The concern is not only gasoline. Higher oil and gas costs can work through jet fuel, chemicals, fertilizers, food production and manufacturing. Jens Eisenschmidt, Morgan Stanley’s chief Europe economist, told CNBC that airlines are facing anxiety over jet fuel, U.S. gasoline prices are rising, and manufacturers are exposed even when their products use only small amounts of oil. He said pressures in the system are visibly increasing and warned Europe may be approaching a “day of reckoning.”
Supply buffers may be masking the full impact
Exxon Mobil Chief Executive Darren Woods said Friday that prices do not yet reflect the full scale of the disruption. He told investors that tankers already in transit, strategic petroleum reserve releases and commercial inventories have helped cushion the market early in the war, but said those buffers can run down if the Strait of Hormuz remains closed.
“There’s more to come if the strait remains closed,” Woods said, according to CNBC. He also said oil flows from the Persian Gulf could take one to two months to normalize even after the strait reopens, because tankers must be repositioned, backlogs cleared and cargoes delivered.

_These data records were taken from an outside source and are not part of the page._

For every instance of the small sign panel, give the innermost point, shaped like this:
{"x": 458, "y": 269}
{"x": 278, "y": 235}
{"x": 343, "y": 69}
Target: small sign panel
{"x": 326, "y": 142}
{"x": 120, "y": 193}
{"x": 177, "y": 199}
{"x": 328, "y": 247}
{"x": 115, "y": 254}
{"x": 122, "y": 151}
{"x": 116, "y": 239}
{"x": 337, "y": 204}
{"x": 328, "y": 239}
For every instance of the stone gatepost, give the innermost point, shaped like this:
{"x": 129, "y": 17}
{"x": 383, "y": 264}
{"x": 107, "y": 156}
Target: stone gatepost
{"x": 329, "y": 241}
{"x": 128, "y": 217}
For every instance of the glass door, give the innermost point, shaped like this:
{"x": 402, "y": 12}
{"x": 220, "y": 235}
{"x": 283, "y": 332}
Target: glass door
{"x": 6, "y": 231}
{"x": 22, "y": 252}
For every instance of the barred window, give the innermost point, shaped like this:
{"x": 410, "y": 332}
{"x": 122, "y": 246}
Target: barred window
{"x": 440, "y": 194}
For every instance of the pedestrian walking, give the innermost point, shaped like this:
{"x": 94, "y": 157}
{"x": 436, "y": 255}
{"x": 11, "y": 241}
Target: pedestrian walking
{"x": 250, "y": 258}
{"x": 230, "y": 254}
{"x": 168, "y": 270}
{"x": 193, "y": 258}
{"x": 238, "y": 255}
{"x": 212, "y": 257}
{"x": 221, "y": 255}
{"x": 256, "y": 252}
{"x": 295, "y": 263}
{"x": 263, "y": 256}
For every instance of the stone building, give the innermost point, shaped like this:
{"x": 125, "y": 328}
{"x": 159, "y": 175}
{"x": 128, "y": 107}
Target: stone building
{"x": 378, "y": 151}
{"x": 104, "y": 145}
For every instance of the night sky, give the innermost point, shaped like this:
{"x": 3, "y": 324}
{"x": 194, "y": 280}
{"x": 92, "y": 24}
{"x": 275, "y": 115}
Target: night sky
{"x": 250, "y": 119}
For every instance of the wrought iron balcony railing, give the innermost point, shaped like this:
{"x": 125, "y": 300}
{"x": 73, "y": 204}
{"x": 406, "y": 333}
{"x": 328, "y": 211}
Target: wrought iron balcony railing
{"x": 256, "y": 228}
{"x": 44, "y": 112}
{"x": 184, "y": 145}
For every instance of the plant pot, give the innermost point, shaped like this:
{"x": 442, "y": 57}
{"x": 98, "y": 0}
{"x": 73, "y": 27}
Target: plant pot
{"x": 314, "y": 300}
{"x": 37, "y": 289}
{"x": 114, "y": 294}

Exxon said its Middle East production would fall by 750,000 barrels per day compared with 2025 if the strait remains closed through the second quarter, and Woods said about 15% of the company’s total production had been affected by the closure. The company also disclosed that Iranian attacks on Qatar’s liquefied natural gas export hub damaged two production lines in which Exxon has an ownership interest.

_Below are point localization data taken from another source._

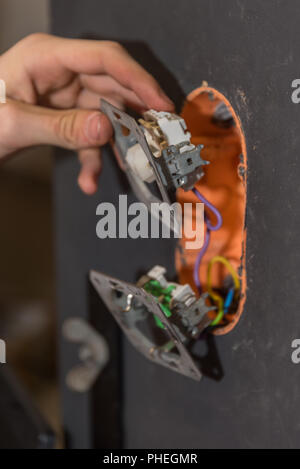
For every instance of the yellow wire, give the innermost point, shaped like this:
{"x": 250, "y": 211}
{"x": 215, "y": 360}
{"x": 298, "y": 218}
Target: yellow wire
{"x": 215, "y": 296}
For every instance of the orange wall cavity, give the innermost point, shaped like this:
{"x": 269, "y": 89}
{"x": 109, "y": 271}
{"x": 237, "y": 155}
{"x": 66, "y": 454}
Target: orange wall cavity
{"x": 222, "y": 185}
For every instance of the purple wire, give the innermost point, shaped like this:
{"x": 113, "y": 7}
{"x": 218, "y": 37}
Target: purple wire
{"x": 213, "y": 209}
{"x": 210, "y": 228}
{"x": 199, "y": 259}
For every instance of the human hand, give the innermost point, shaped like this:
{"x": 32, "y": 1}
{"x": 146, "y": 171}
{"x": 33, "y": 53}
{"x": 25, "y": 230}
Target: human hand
{"x": 53, "y": 87}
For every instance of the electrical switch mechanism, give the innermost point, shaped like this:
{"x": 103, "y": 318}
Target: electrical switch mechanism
{"x": 159, "y": 318}
{"x": 158, "y": 148}
{"x": 163, "y": 319}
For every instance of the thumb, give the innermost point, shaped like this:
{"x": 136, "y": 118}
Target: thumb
{"x": 24, "y": 125}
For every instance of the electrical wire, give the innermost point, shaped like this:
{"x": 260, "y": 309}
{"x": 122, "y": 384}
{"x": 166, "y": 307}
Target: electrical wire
{"x": 213, "y": 209}
{"x": 222, "y": 307}
{"x": 209, "y": 228}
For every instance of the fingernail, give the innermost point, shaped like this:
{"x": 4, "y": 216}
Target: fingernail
{"x": 93, "y": 127}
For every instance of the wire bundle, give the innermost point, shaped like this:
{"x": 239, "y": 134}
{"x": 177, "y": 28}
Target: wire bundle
{"x": 223, "y": 306}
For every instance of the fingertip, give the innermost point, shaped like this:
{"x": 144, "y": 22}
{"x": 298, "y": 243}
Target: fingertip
{"x": 87, "y": 183}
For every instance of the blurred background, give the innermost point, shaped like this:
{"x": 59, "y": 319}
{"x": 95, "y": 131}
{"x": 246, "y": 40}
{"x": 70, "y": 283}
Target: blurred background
{"x": 27, "y": 296}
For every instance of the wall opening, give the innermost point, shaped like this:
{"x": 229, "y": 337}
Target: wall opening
{"x": 214, "y": 124}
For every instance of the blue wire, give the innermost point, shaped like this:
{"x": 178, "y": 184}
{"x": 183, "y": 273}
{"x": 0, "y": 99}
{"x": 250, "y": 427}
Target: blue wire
{"x": 228, "y": 300}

Consumers and companies are already feeling the strain
The pressure is showing up beyond commodity screens. CBS News, citing AAA, reported that the average U.S. gasoline price reached $4.39 a gallon on Friday, up nine cents from the previous day and 34 cents from a week earlier. In the United Kingdom, a senior minister, Darren Jones, told the BBC that higher energy, food and flight-ticket prices could last at least eight months after the war is resolved, though he said price pressure was more likely than empty supermarket shelves.
Some energy companies are benefiting from the turmoil. BP reported first-quarter profit of $3.2 billion, more than double the same period a year earlier, after what it called an “exceptional” performance in its oil trading business. The BBC reported that BP’s customers and products division, which includes trading, generated $2.5 billion in profit, compared with $103 million a year earlier. At the same time, BP said production between April and June was expected to be lower partly because of disruption in the Middle East.
The next test is whether the Strait of Hormuz reopens, how quickly energy flows normalize and whether higher prices remain temporary or become embedded in broader inflation. Eisenschmidt said a swift resolution could allow the European Central Bank to look through the current spike, but warned that the window for that outcome is narrowing. Until the shipping route and the war’s trajectory are clearer, the market rally rests alongside a risk that has not gone away.